Any advice or help will be greatly appreciated.

Thank you


----------



## nachobueno (Jul 29, 2020)

Greetings Klopp,
I see you didn't get any help. i will share my own ideas with you , am no expert though. Hope it's not too late...
DGs I hear have good rental returns or at they had till now. But they seem quite remote so your personal use , I am not so sure. If youre contemplating that are , i would look for smtg walking distance from the metro ( think its now open in DG).
JLT, of course is a better option considering the proximity to everything and access to metro, but I think the returns are not as good.

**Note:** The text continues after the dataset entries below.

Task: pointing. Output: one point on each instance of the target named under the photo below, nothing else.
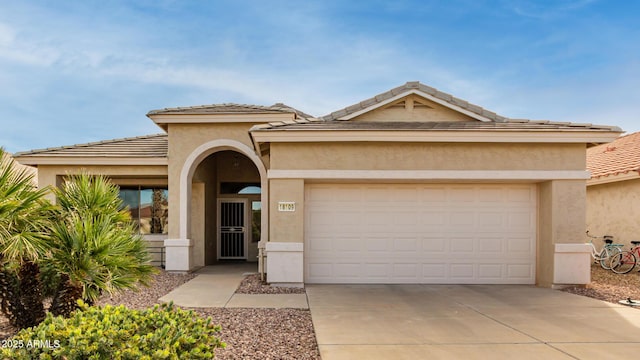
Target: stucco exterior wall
(415, 111)
(612, 209)
(561, 220)
(438, 156)
(286, 226)
(48, 175)
(184, 139)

It's good for you own use in the future though.
Both have the disadvantage of being old buildings though so there you have to think do you want smtg new , perhaps in other areas like JVC or existing old buildings ( unless you are talking about the latest buildings in JLT).
Now the Corona impact. I personally would wait till end of this year because that's when the real impact will show in my opinion. I do believe that the economy , jobs go in tandem with real and sentiment in general. So I would take your time between now and end of this year. Just think that a lot of ppl working in Jebel Ali will be impacted and most live in DGs , surely that will impact rents and prices. Good luck to you and hope this helped.


----------



## Andrew Lowe (Jul 21, 2020)

Thanks for the tip, nachobueno! I'll be keeping this in mind.


----------



## nachobueno (Jul 29, 2020)

you're welcome . I just re-read my post and realised the mess, really need to sort out my typing. hope you understood what i meant despite the awful gaps )


----------



## Dubai here i come! (Aug 7, 2013)

try looking at JVC... they have new buildings coming up and is the center of the city.

The only problem is Hessa st. which is chocked in the mornings and evenings.


----------